Repeating the old folly
The low-profile National Sports Council is now back on a high- voltage mission to raise funds for the country's sports activities. By the end of the campaign in 2008, the council expects to raise Rp 100 billion (US$7.14 million).
After bitter experiences in the same effort for many years, which were often marked by public protests, the council and the government decided last year that the best way to finance sports events and development was through involving the public.
The decision was made against the backdrop of the corruption scandal in the fund-raising campaign for the 19th Southeast Asia (SEA) Games last year. Telephone, water and electricity users, airplane passengers and car owners, who had been forced by the authorities to buy stickers in the name of fund-raising activities, were deeply dismayed by the shameful sham, which remains under police investigation.
And still fresh in the people's minds is the 1993 abolishment of the controversial SDSB government-sponsored national lottery at the hands of all sections of society in a campaign spearheaded by Moslem leaders.
The protest against SDSB, and the lottery preceding it, had dragged on for many years because the authorities had turned a deaf ear to the public's objections. The people only won the war after a change in the situation which gave Moslems more political muscle.
According to the newly introduced program, dubbed the Sports Awareness Campaign, funds will be raised through selling numbered coupons, costing Rp 5,000. The council's use of "lottery" to describe the scheme does not appear to be a slip of the tongue because the nature of the venture is just that.
The trouble is that it is not easy, at least for the council officials, to pinpoint the difference between a lottery and gambling, which is against Islamic law. In the past, including when SDSB was buried, many agreed that if some venture tempts people to try to win a huge sum by paying a little, then it is gambling.
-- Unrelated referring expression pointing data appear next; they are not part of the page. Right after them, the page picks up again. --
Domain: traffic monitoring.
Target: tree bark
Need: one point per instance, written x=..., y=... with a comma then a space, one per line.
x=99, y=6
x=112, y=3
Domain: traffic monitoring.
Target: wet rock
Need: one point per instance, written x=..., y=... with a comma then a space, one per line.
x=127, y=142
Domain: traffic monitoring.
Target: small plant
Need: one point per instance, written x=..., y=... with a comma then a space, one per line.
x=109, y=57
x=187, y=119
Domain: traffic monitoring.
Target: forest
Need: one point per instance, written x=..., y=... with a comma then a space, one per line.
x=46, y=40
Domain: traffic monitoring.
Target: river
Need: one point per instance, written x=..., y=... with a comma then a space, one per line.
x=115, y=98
It sells but a dream, and in the past was guilty of victimizing many less educated members of society.
The Indonesian Ulemas Council appears to share the same opinion as it declared its opposition to the council's new venture on Monday. The statement may ring the death knell for the scheme before it even started. And combined with this is the testimony of several sports event organizers, who have vouched that it is almost impossible to draw 100,000 spectators a year to local sports events, even when they are free of charge.
We fully understand the council's sincerity in its effort to improve the nation's achievements in sports, still comparatively low in Asia. But the idea to raise funds through the public in the midst of the economic collapse would be taxing on already poor Indonesians.
The council apparently needs to get in touch with what the majority of people are feeling -- its fund-raising concept would be tantamount to taxing the overburdened public. Besides, our people are still haunted by the lack of transparency in the management of the council's past fund-raising activities, so infested with greedy manipulators.
There might be those who welcome the lottery because they dream of buying a Rp 26.5 billion mansion in an idyllic area of East Jakarta, but we are not supposed to repeat our ugly history. Not in a more disastrous way.